With so many moving parts, it is typically a challenge to maintain oversight over the various users, and enforce accountability for keeping access levels up to date.

Why it's important

Trusted internal users should be aware of all third-party and temporary access so they can make sure privileged user activities are appropriate and privileges aren’t being misused. Substantial vulnerabilities exist in the organization if there are over-privileged users or credentials that should have been expired.

How approval workflow solves it

Approval workflow increases visibility and oversight for all privileged accounts, especially those accessed sporadically for special projects and by third parties.

Requiring two different users to complete a task helps prevent abuse of privilege. Enforcing approval steps and auditing who requested access and who approved it are key security controls to reduce risk.

Secret Server provides multiple options to implement approval workflows that fit your organization’s IT security policies, systems, and organizational structure.

 Unix Protection:

A successful Unix/Linux attack could be catastrophic. Unix and Linux systems are often heavily tied into critical and sensitive data.
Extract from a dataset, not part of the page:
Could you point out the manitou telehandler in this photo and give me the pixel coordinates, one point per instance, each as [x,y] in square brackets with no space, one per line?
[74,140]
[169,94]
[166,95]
If a cyber criminal gains access to powerful root accounts, they have complete administrative control.

A multi-layered approach to Unix/Linux privilege management reduces security risk. It’s important to ensure local root accounts are discovered, protected, controlled, and managed. Additionally, it’s important to maintain Least Privilege policies by ensuring that powerful commands (such as Sudo or Su) are limited and monitored.

Secret Server allows you to extend privileged access management policies to Unix and Linux systems to improve visibility, consistency, and easy of management throughout your entire IT environment. By bringing Unix/Linux under a common PAM umbrella, you can centrally discover, rotate, expire, and disable credentials to prevent misuse and cyber attacks.

Disaster Recovery:

Secret Server is designed with multiple disaster recovery capabilities to make sure your organization’s critical data and employees’ hard work will be preserved.